A memória é então, a presença do passado, a capacidade de reter idéias, sensações, impressões adquiridas anteriormente; é lembrar a própria lembrança. Outro teórico da memória foi o sociólogo francês Maurice Halbwachs, para ele a memória ganha o aspecto de estrutura social, a memória é sempre coletiva. Ela não deixa de ser uma atividade individual, mas, a construção da memória é determinada pelos grupos sociais que categorizam o que deve ser lembrado, para que os indivíduos se identifiquem socialmente. Partindo do código visual que a fotografia fornece, a memória vai fornecer um sentido, um contexto histórico para a imagem criando assim o fluxo da história. Que imagem melhor fornece um retrato do Brasil durante a ditadura militar de 1964 do que a de um jovem quase ao chão sob a mira do cassetete de dois policiais? A imagem que ilustra vários livros didáticos demonstra exatamente esse ponto de conexão entre memória – fotografia – história; refletindo as marcas desse período com extrema precisão. Ela também pode criar um ícone, um mito de inspiração, assim como o retrato de Che Guevara por Alberto Korda, passando da figura de líder guerrilheiro até se tornar um produto da cultura pop. A fotografia é então o que o antropólogo Mouro Koury chama de objeto de memória, que se apropria de uma determinada realidade dando a ela uma definição de suas ações.

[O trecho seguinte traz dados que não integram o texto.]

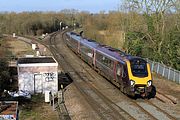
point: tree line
(145, 28)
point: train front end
(140, 78)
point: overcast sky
(93, 6)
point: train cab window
(118, 70)
(139, 68)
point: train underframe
(144, 92)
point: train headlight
(149, 83)
(132, 82)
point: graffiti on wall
(49, 76)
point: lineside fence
(167, 72)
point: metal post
(60, 26)
(169, 74)
(174, 77)
(152, 66)
(53, 102)
(179, 78)
(163, 70)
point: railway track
(105, 107)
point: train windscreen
(139, 68)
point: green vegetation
(146, 28)
(4, 74)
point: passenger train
(131, 74)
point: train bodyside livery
(131, 74)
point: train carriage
(131, 74)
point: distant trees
(146, 28)
(161, 36)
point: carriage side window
(104, 60)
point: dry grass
(37, 109)
(20, 48)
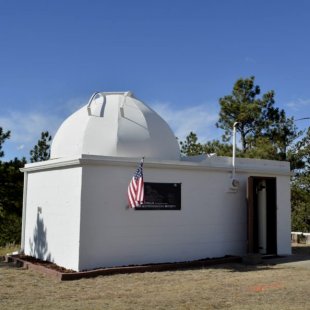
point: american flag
(136, 187)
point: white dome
(115, 124)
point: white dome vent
(115, 124)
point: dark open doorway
(262, 215)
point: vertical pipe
(234, 151)
(262, 217)
(22, 245)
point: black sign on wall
(161, 196)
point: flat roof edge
(213, 163)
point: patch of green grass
(9, 248)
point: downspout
(22, 246)
(234, 151)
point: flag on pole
(136, 187)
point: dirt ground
(233, 286)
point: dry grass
(9, 248)
(233, 286)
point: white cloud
(200, 119)
(26, 127)
(299, 104)
(25, 130)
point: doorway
(262, 215)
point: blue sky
(179, 57)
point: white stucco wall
(85, 223)
(211, 222)
(283, 215)
(52, 216)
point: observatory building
(75, 208)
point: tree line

Esse poder atemporal que a fotografia tem vai construindo ao longo da história uma complexa ideologia, muitas vezes mutável. Retomemos o exemplo da icônica fotografia de Che Guevara. Após a morte de Guevara a foto se tornou um símbolo da luta pelo socialismo, principalmente na América Latina, sempre ligada à idéia do sucesso obtido pela Revolução Cubana; logo após em meados das décadas de 1980/90 a fotografia ainda permaneceu como figura revolucionária, vinculada as lutas sociais, luta contra a pobreza e a desigualdade social, a diferença é que nesse momento vai se perdendo o teor socialista, como conseqüência da queda do regime da URSS e das denúncias de violações de direitos humanos e/ou civis em Cuba, depois a imagem vai ganhar o status de produto pop, de caricato por si (no filme A Taça do Mundo é Nossa do grupo humorístico Casseta & Planeta, Che é achado vivo e escondido na floresta amazônica comandando uma fabrica artesanal de camisetas estampadas com seu rosto). Hoje a imagem está ligada numa interseção desses três sentidos ideológicos, e é nessa permanência, fusão ou mutação, que o sentido da imagem fotográfica vai adquirindo, reformulando e excluindo suas impressões sensoriais sobre o mundo. Vai se formando a memória coletiva.

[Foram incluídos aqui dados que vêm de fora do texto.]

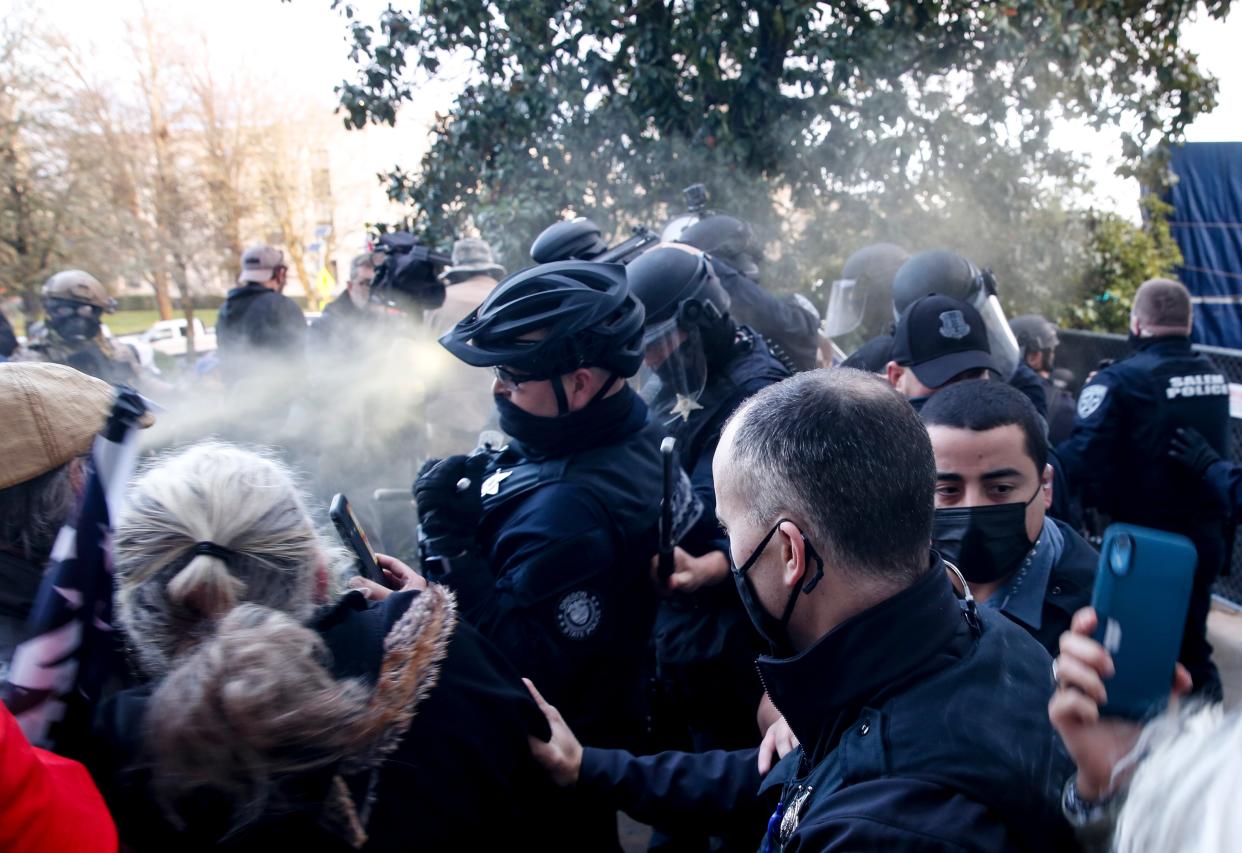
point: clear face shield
(673, 371)
(847, 301)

Mas a fotografia também pode ser colocada como objeto do esquecimento, podemos pensar nisso a partir de um ponto principal: o desenvolvimento tecnológico. Ao tornar possível uma massificação da fotografia, no sentido de que, o mundo-imagem passa a ganhar contornos ainda mais subjetivos. Ao tomar pra si a especificidade de fotógrafo o sujeito passa a construir a suas próprias idéias de mundo e a câmera digital leva essa idéia ao máximo. O não depender mais de um intermediário torna qualquer um fotógrafo, pode-se fotografar tudo, selecionar e dar acesso a qualquer pessoa através da internet e a idéia de expressar sua visão de mundo através da fotografia ganhou ainda mais força a partir das redes sociais. Essa grande mobilidade fornecida favorece o esquecimento, com a enorme quantidade de imagens que somos expostos diariamente não absorvemos todas elas, então deletamos momentos, sentimentos, situações, fotografias que nós revelam um passado que queremos ou optamos por esquecer. Esse ato quase divino, de intervenção sobre uma fração do tempo que nos dá essa ilusão, a doce ilusão de que podemos de alguma forma dominar e controlar o tempo. Então pra que serve a fotografia? Talvez Garry Winogrand tenha descoberto a melhor resposta pra isso: “Fotografo para descobrir como algo ficará quando fotografado”.


BOSI, Ecléa. Memória e Sociedade: lembrança dos velhos. São Paulo: Companhia das Letras, 1994.

KOURY, Mauro Guilherme Pinheiro. Fotografia como objeto de memória: produto técnico e suporte ideológico na conformação do homem ocidental. Domínios da Imagem. Londrina: Ano I, nº 2, p. 101-106, maio de 2008.

SOTANG, Susan. Sobre Fotografia. São Paulo: Companhia das Letras, 2004.